Even more, I love the character designs in this game. More so than the other FInal Fantasy titles(with the exception of V), the cast truly feels like an Amano painting come to life with stylized armor and robes that never go too far into uncomfortable territory. The age of the cast is nice having them all more as young adults then simply teenagers. I also found myself enjoying the humor of the game. The animosity between some party members and the wackiness of some of the antagonists made for a very whimsical journey.

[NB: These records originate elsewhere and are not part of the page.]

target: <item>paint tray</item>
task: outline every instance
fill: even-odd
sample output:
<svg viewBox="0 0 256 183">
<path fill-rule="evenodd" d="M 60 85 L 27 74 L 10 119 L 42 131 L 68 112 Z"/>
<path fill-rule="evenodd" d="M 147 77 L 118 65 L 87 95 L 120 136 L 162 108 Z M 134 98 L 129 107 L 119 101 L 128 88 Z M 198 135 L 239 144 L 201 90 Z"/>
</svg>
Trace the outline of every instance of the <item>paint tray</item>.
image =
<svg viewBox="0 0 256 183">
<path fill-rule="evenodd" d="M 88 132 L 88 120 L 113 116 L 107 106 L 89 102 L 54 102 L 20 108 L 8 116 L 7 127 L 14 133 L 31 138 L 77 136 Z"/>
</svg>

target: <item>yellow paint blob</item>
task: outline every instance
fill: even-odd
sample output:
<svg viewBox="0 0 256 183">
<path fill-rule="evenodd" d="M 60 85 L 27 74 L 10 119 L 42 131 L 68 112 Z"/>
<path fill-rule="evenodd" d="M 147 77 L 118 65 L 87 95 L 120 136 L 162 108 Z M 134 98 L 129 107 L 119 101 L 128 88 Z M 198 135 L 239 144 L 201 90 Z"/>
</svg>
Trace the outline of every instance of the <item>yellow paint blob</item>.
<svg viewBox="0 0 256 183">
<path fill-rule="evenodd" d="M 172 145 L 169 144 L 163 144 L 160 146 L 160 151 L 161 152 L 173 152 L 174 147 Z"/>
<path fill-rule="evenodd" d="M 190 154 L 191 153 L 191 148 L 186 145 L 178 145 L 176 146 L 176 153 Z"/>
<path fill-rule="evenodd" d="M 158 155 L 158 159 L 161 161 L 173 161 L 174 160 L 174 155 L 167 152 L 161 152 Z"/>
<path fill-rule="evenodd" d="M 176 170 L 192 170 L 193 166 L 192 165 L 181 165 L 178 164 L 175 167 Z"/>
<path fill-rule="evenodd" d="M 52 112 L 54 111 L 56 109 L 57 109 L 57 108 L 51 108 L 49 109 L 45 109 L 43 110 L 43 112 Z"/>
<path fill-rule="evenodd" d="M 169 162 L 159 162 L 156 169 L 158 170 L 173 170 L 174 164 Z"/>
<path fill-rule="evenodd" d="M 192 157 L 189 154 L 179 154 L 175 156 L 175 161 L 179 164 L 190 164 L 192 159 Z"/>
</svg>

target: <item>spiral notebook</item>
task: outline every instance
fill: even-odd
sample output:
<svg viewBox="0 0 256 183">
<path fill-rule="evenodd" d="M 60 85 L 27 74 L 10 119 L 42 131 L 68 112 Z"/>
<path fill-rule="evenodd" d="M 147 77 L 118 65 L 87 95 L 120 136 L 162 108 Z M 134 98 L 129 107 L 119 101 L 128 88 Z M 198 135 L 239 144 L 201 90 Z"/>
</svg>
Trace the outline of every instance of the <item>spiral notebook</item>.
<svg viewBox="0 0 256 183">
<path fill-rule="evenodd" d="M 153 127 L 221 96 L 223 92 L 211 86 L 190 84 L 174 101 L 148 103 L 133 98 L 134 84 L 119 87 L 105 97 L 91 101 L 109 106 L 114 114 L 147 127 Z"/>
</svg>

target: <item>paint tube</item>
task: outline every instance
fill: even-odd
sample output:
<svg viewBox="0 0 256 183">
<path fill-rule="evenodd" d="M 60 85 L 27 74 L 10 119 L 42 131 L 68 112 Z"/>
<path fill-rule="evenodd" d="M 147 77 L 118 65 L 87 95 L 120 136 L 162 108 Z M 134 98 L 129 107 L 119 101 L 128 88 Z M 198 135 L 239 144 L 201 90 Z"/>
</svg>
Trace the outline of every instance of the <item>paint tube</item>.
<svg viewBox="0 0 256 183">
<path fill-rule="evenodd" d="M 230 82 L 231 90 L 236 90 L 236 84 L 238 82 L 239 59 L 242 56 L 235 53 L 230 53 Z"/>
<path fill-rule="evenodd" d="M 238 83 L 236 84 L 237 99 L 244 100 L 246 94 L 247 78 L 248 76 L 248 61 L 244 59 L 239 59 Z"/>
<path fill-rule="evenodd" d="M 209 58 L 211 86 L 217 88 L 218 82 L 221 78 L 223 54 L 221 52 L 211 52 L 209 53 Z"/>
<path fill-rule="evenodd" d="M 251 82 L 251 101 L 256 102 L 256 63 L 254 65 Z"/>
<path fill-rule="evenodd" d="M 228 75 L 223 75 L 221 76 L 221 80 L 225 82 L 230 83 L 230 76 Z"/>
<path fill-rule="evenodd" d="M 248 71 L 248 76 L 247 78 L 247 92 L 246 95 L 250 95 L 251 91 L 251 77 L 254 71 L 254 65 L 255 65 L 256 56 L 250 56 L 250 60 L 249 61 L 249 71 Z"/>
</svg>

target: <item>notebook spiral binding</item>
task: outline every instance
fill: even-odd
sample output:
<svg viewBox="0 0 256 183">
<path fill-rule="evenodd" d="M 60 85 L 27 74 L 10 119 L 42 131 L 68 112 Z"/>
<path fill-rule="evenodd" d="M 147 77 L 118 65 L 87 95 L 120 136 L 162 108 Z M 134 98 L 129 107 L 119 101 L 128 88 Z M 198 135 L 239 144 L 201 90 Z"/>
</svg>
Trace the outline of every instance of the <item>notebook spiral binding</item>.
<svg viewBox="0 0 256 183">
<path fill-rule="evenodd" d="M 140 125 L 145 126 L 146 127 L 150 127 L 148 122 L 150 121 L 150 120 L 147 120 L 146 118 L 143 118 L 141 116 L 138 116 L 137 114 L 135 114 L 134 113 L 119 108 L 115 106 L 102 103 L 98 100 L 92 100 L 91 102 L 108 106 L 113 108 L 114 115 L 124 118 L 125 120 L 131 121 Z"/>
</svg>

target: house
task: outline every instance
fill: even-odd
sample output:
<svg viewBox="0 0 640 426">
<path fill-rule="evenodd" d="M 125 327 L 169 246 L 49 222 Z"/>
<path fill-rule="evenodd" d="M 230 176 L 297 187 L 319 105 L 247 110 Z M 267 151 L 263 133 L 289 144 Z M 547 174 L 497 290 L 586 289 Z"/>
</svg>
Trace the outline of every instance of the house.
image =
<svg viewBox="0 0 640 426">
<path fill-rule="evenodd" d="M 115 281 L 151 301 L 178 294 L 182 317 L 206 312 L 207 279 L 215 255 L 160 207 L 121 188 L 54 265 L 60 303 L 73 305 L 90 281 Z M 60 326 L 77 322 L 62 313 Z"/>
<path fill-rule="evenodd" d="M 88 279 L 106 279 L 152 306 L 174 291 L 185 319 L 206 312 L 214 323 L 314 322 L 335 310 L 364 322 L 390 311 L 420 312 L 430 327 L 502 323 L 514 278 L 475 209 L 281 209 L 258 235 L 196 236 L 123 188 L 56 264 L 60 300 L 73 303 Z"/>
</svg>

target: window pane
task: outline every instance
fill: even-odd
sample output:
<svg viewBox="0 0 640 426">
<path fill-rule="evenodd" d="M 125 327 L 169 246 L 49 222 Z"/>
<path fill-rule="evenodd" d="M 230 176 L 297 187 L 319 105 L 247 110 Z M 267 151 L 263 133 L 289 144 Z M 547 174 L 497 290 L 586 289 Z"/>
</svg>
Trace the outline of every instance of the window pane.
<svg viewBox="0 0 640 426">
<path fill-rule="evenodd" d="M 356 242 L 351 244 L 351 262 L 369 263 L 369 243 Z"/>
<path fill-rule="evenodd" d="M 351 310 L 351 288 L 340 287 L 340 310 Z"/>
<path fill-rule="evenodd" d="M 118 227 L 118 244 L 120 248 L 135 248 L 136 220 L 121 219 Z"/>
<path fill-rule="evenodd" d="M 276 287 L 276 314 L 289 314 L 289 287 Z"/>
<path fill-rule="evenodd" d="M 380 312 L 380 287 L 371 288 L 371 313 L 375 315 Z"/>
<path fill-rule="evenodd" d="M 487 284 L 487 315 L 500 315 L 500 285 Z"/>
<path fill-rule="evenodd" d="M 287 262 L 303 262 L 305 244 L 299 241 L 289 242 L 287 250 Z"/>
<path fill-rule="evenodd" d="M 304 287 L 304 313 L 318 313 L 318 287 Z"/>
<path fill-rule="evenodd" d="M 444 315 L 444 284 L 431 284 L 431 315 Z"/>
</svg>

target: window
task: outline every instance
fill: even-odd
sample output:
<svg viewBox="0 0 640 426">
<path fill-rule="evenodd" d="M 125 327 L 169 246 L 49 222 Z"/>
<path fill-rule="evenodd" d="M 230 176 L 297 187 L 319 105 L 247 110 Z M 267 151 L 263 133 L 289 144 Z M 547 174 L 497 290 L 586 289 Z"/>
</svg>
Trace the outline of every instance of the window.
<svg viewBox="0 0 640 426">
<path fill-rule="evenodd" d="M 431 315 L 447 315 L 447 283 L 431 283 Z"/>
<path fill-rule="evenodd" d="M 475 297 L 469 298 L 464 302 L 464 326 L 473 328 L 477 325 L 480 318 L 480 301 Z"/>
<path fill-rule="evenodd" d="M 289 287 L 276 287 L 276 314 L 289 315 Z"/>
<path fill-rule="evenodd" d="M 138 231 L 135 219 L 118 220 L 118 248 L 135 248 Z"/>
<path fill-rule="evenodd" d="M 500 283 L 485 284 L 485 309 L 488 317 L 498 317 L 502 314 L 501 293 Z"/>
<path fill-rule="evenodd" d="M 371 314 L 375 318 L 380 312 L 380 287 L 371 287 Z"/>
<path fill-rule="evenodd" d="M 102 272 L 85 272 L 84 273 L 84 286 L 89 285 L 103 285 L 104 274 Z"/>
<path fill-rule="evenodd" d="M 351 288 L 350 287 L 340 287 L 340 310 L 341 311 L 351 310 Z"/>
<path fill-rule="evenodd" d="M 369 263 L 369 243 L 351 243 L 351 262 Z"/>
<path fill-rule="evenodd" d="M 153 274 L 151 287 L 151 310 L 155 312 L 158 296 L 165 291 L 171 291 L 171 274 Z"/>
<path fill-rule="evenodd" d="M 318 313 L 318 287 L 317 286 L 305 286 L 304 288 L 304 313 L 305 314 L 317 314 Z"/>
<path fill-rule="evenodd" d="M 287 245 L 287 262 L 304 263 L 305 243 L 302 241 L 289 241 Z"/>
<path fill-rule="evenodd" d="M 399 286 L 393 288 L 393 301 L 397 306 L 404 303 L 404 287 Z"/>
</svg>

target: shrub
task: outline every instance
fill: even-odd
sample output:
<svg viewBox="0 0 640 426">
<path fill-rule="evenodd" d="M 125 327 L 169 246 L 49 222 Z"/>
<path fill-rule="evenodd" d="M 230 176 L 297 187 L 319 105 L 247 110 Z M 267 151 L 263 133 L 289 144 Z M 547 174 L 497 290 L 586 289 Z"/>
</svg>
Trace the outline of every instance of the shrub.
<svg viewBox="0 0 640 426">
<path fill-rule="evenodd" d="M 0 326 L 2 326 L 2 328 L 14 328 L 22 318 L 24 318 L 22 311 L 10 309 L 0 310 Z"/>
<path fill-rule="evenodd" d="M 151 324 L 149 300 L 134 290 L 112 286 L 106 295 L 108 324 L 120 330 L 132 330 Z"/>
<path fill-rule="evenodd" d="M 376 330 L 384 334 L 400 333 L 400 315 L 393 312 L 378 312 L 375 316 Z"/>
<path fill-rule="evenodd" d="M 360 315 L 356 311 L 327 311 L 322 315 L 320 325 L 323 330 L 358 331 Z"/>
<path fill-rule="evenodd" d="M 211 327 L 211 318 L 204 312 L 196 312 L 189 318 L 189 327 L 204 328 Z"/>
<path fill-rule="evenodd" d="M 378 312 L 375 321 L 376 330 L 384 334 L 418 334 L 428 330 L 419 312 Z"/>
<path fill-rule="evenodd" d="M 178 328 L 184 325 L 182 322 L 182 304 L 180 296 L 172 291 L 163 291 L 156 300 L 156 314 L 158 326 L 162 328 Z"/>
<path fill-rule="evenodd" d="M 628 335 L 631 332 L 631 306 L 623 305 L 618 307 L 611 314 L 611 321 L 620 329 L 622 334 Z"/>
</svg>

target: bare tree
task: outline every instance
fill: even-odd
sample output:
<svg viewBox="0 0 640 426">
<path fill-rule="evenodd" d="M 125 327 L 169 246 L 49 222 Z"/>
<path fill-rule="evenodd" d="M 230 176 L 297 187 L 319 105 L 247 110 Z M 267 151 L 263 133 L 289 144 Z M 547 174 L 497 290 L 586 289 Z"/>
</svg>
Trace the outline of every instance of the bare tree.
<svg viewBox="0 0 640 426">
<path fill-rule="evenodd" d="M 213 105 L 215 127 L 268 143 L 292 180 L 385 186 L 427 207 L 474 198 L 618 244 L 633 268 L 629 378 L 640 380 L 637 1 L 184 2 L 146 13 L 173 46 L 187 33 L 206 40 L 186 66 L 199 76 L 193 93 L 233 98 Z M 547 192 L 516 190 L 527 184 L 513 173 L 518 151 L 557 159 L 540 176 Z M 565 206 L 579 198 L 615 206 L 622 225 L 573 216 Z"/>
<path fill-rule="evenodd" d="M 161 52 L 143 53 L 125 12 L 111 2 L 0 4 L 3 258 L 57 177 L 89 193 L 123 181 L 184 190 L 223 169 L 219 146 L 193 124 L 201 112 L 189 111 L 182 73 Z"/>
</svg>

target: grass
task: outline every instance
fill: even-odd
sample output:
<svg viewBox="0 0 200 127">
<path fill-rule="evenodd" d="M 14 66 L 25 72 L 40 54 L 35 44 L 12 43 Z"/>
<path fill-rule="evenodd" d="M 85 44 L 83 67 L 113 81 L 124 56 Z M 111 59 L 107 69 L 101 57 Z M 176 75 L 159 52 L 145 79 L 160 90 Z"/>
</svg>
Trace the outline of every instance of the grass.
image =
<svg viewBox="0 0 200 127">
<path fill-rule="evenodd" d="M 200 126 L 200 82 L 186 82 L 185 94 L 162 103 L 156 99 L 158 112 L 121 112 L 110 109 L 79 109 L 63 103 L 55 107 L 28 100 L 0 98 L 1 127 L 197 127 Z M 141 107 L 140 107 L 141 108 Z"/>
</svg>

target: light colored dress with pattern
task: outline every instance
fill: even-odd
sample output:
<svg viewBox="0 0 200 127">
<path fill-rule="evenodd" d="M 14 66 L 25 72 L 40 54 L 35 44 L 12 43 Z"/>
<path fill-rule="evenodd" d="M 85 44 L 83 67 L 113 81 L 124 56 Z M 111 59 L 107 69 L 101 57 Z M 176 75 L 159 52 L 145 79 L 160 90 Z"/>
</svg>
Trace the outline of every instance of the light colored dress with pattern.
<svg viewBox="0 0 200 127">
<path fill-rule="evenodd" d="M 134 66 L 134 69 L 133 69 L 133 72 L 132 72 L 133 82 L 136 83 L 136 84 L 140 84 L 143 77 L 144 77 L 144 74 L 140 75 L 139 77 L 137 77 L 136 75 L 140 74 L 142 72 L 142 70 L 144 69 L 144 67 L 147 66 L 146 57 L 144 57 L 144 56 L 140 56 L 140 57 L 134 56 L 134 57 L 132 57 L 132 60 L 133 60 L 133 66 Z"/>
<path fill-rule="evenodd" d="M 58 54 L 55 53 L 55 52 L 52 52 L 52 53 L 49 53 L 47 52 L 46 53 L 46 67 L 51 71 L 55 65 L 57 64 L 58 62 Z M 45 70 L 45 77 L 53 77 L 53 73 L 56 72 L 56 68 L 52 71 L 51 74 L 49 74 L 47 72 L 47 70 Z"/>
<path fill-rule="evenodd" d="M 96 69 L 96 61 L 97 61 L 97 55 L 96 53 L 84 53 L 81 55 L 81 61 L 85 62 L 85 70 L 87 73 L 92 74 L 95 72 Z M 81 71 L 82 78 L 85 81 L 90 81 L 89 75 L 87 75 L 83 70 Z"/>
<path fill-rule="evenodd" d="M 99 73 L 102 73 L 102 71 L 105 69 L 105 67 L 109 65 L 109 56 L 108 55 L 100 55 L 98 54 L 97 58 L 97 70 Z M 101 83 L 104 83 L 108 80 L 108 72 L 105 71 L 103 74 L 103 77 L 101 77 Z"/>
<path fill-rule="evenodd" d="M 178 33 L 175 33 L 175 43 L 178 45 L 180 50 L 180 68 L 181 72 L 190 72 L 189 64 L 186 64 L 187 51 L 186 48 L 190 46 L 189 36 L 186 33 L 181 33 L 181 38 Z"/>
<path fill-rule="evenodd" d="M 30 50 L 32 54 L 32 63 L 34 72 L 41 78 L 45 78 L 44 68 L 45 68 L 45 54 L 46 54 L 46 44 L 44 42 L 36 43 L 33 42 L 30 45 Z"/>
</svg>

My feelings Final Fantasy IV are definitely strange when you summarize them all. It's less of a love hate relationship and more of a grey understanding. I can see both the light in the game, the iconic and memorable cast and world, and the dark, the too linear and undeveloped gameplay and character development. Perhaps if I had played this game at earlier time, right at its release, I would see something different of this game. As of now however, I feel that appreciate Final Fantasy IV more as the game it is then the landmark title it is known as.